Provisional Figures is the name used in statistical studies to classify all migrants whose situation and status is undefined or provisional and who are currently working in the United Kingdom.
Provisional Figures crowns a two-year research process with the Portuguese community living in Great Yarmouth (United Kingdom), and invites audiences to reflect on identity and migration issues in an urban context severely hit by the economic crisis and consequent social unrest.
Although relatively unknown in Portugal, the darkest years of the economic crisis (2009-2014) were the height of this migration boom, which saw the large food processing plants (turkeys and chickens) in this Norfolk area as its ultimate destination, an area particularly hard hit by unemployment. Taking advantage of the decline of this coastal town, once a preferred holiday resort for the British, plants in the region took the accommodation available in hotels and semi-abandoned caravan sites as an opportunity for housing their new workers.

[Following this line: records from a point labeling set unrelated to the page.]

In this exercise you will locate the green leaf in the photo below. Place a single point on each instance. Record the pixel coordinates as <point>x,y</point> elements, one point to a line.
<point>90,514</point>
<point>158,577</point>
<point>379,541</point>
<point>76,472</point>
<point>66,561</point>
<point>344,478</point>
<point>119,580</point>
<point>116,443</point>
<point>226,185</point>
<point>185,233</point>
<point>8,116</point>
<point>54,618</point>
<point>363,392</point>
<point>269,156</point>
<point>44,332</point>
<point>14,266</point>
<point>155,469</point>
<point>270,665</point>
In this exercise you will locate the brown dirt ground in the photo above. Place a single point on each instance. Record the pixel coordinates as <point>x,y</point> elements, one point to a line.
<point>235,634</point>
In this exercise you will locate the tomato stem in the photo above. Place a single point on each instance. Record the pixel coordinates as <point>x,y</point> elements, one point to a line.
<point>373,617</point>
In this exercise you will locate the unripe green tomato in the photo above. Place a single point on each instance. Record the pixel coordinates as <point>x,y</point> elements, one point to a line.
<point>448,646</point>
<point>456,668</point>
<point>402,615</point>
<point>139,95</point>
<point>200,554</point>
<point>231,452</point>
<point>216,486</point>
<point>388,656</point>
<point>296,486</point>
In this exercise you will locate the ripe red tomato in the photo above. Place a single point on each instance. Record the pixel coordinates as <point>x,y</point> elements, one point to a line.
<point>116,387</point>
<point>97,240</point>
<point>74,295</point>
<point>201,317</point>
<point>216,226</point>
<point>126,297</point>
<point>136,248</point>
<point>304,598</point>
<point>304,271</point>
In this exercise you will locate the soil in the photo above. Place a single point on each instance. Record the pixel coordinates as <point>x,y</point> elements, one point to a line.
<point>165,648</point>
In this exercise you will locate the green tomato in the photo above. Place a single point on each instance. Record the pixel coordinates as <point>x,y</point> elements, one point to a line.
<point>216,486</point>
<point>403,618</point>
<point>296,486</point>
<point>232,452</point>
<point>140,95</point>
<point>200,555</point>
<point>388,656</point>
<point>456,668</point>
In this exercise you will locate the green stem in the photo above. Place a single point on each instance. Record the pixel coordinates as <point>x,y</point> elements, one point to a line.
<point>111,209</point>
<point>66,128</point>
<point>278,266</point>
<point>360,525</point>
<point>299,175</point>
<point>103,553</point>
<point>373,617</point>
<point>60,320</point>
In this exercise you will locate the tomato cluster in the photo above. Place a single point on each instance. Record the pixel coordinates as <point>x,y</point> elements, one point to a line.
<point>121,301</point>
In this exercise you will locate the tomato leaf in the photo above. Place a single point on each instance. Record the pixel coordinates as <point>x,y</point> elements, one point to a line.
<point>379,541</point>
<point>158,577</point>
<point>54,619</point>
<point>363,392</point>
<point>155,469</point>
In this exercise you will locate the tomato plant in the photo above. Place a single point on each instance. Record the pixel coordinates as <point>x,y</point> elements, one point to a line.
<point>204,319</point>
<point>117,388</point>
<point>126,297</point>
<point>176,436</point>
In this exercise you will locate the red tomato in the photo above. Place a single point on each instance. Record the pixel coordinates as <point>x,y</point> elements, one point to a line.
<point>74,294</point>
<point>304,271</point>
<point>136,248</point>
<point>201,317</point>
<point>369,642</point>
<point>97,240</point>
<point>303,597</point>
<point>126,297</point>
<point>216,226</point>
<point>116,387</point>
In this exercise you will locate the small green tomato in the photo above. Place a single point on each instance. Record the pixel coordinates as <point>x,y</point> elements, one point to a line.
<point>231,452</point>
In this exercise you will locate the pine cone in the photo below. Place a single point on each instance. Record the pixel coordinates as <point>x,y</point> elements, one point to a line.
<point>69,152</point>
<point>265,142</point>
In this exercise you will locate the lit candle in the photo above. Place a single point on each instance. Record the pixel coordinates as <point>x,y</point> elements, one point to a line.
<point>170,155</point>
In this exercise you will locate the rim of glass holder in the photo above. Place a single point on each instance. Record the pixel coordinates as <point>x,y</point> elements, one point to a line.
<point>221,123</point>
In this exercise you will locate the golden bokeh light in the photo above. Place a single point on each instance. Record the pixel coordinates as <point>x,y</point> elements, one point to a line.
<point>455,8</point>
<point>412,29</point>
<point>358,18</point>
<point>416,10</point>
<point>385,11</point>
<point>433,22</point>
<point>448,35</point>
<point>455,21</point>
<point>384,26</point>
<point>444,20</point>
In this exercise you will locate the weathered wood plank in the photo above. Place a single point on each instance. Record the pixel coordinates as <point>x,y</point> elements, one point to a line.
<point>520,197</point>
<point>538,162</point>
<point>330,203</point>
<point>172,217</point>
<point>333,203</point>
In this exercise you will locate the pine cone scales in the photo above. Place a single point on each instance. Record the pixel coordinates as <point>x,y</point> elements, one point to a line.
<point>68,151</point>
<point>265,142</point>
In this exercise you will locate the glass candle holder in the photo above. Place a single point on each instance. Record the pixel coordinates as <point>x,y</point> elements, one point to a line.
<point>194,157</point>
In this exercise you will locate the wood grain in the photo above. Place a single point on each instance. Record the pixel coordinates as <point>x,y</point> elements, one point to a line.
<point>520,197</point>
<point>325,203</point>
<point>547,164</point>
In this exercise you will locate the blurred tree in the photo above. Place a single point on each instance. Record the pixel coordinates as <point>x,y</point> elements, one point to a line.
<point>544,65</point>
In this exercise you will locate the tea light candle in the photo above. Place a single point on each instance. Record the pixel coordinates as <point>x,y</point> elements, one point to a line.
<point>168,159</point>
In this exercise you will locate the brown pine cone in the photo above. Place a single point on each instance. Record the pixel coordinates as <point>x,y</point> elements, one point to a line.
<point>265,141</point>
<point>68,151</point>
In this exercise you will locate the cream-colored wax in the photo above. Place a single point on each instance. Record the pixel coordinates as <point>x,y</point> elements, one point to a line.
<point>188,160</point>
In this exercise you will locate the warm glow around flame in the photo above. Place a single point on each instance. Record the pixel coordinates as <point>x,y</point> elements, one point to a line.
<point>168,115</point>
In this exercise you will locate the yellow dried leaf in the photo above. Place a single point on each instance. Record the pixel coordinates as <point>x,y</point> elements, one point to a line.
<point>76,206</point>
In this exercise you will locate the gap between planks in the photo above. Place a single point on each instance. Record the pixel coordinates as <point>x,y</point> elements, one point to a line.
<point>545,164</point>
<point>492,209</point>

Distant in time and space from the great migration waves to France and Germany at the end of the Second World War, when approximately one million and a half Portuguese emigrated to escape hunger and unemployment, the Portuguese emigration to Great Yarmouth differs fundamentally from its precedent. A continually moving mass of the so-called “flexible work”, emerging as a response to the demands of new economic systems.
After working closely in Great Yarmouth with nine inhabitants of various nationalities over several months, Marco Martins brings us a show based on an original idea by Renzo Barsotti, disclosing the individual testimonials of those who personally experience this period of uncertainty, exploring the contradictions of human behaviour and the nature of the relationships between men and other animals.